Travellers need to constantly monitor destinations as new COVID hot spots can emerge within hours, meaning that last-minute travel amendments may become the norm.

World Travel Protection had a recent case of a business traveller who was mid-flight when their destination country announced new quarantine measures for arrivals. If World Travel Protection had not contacted the traveller to stop them exiting the transit area they would have been detained for quarantine purposes. Instead, a connecting flight was arranged to their final destination.

  1. Medical Documentation

Travellers face a fluid and changing travelling environment, including variable travel bans, quarantine requirements for both arrival and return, pre-travel testing and an increased requirement for medical documentation to support travel across borders. Airlines may also interpret country rules differently. Furthermore, transiting, or coming from multiple countries, may require enhanced medical clearance for entry.

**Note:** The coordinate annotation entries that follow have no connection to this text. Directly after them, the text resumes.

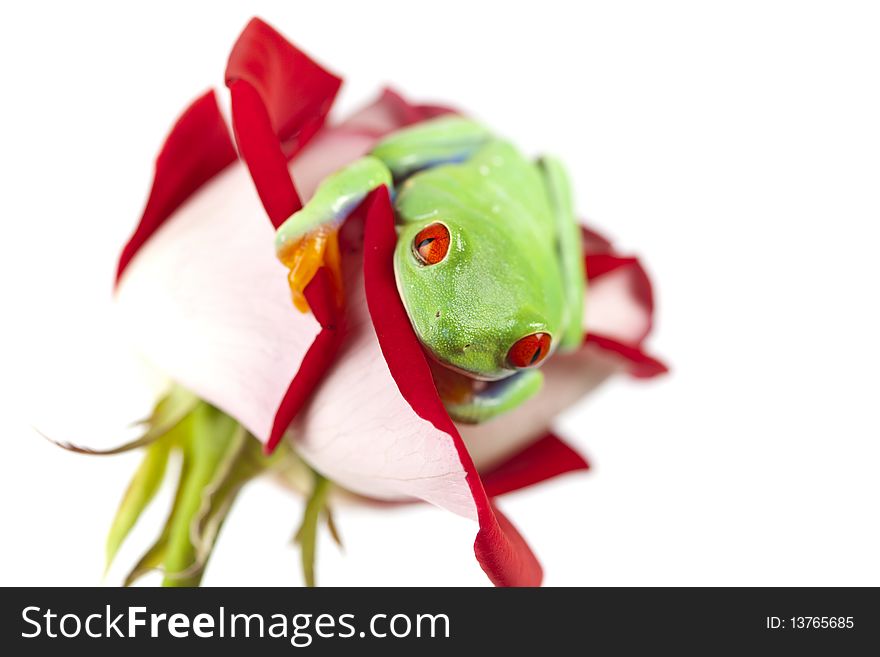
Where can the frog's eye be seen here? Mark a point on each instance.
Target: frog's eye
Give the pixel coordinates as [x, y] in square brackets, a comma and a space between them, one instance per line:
[529, 351]
[431, 244]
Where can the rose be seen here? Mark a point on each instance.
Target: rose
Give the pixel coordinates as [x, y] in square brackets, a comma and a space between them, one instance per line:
[205, 299]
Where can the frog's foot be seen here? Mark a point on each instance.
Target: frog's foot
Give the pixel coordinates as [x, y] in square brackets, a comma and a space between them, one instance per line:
[305, 255]
[309, 239]
[472, 401]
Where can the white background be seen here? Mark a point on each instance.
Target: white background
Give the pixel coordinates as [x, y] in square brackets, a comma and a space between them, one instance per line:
[735, 146]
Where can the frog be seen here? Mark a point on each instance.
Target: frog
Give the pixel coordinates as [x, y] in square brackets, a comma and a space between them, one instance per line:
[489, 261]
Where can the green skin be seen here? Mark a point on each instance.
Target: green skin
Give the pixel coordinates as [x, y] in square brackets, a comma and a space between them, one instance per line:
[514, 266]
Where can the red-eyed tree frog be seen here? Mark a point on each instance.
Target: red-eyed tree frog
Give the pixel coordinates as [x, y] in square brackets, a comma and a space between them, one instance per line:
[489, 261]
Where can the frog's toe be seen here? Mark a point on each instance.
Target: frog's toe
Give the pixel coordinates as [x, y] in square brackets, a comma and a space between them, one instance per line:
[305, 255]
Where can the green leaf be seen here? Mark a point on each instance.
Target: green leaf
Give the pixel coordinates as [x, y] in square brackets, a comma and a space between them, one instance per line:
[168, 413]
[140, 492]
[307, 534]
[224, 458]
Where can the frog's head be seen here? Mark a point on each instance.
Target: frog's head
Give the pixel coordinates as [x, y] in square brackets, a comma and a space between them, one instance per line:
[475, 297]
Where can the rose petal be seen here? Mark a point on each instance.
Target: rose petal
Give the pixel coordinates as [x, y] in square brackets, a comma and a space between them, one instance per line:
[500, 549]
[619, 312]
[567, 379]
[197, 148]
[207, 302]
[546, 458]
[280, 99]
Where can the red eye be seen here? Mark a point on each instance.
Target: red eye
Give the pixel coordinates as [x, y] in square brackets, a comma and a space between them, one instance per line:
[431, 244]
[529, 351]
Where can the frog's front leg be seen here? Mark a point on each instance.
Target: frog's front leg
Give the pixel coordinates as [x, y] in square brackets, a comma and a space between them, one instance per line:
[308, 240]
[471, 401]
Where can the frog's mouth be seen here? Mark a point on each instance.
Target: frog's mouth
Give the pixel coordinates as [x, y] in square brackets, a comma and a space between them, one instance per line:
[458, 388]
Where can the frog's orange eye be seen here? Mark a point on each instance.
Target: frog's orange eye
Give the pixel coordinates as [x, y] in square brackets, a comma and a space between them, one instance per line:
[431, 244]
[529, 351]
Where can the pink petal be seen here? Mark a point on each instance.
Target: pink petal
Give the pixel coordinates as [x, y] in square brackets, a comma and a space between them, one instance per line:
[197, 148]
[280, 99]
[500, 549]
[208, 303]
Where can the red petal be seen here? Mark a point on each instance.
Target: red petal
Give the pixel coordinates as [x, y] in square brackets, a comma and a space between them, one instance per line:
[544, 459]
[197, 148]
[501, 551]
[601, 261]
[321, 297]
[280, 99]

  1. Be Aware of Your Mental Health

Travellers facing strict controls on social interactions, perhaps limiting the usual winddown with colleagues at the end of the day, may increase levels of isolation and anxiety. Travellers are also more likely to feel stressed and concerned if they are faced with a possible extended separation from family and loved ones as a result of changing restrictions, travel plans and possible quarantine requirements.

  1. Potential Risk of Increased Radicalisation
In some jurisdictions, police resources have been redirected to support the COVID response, which has had an impact on their ability to monitor segments of the community who are at risk from being radicalised.

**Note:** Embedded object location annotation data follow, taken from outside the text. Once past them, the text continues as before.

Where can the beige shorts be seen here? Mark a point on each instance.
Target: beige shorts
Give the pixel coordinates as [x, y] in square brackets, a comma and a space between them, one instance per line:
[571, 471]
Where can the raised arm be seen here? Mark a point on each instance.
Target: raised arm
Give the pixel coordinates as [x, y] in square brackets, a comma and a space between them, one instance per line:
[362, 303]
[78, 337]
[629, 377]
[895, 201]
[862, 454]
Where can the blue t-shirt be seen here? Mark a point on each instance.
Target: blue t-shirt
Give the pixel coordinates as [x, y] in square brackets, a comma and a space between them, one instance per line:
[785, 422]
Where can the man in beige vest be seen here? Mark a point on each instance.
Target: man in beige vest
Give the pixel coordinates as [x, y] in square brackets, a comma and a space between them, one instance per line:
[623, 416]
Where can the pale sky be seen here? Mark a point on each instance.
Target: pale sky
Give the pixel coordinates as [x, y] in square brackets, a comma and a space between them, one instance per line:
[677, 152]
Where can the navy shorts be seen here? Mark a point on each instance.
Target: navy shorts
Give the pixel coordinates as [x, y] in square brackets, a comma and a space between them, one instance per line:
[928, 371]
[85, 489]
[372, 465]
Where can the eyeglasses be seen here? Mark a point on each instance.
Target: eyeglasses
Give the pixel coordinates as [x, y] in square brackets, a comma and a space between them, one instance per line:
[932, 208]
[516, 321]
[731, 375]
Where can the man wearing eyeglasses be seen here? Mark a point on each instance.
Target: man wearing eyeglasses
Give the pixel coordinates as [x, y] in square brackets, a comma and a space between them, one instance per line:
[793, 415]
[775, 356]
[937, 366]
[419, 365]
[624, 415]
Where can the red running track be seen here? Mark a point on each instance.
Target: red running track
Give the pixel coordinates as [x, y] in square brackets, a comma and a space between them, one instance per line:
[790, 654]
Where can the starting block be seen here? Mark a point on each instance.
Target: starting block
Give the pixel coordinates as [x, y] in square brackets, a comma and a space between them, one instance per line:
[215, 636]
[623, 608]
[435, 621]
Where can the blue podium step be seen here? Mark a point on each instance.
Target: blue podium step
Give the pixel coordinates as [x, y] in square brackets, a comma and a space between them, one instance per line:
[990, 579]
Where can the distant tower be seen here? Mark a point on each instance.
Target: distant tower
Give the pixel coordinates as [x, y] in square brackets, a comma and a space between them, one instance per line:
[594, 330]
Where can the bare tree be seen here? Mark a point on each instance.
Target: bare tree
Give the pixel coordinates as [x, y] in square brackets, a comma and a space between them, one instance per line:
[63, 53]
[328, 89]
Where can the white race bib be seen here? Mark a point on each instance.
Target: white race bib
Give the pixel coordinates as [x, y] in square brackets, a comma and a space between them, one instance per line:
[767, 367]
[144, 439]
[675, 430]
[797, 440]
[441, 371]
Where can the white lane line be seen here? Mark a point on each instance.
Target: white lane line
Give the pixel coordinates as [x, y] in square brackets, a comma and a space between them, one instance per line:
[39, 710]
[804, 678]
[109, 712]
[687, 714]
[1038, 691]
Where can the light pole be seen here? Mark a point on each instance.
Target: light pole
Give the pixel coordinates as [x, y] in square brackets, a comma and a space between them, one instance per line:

It is often these communities that have seen the more active and aggressive punitive actions associated with COVID policing. At-risk people who are being heavily policed, in the name of the pandemic, are forced indoors and online, where social monitoring and access to moderators is removed, and there is a real risk of radicalisation and the potential for further attacks.

Rodger Cook, Global Security Director, World Travel Protection, concludes with his top tips for safe business and academic travel in our COVID world: “When travel resumes, a different world awaits you. Do your due diligence and research on your destination before you leave so you are prepared. Consider all aspects of the trip, including any stopovers, and the implications should travel restrictions change. When you arrive, be aware of a country’s ‘COVID-journey’ and how it’s been impacted by COVID. What are the new rules in place? And make sure you act appropriately. Whilst there, it’s more important than ever to maintain a low profile, and ensure that your personal information and valuables are protected.”

He concludes: “A lot of organisations, particularly SMEs, and educational organisations, like universities, don’t necessarily have all the resources they need in-house to identify threats and make informed decisions that will enable travel to continue. World Travel Protection clients can access our digital Travel Assist Risk Management Portal and read up-to-the-minute information provided by our country analysts to incorporate into their risk-management processes. In addition to providing valuable information, World Travel Protection can also work with businesses and educational institutions to tailor risk assistance solutions to ensure the health and safety of its travelling workforce.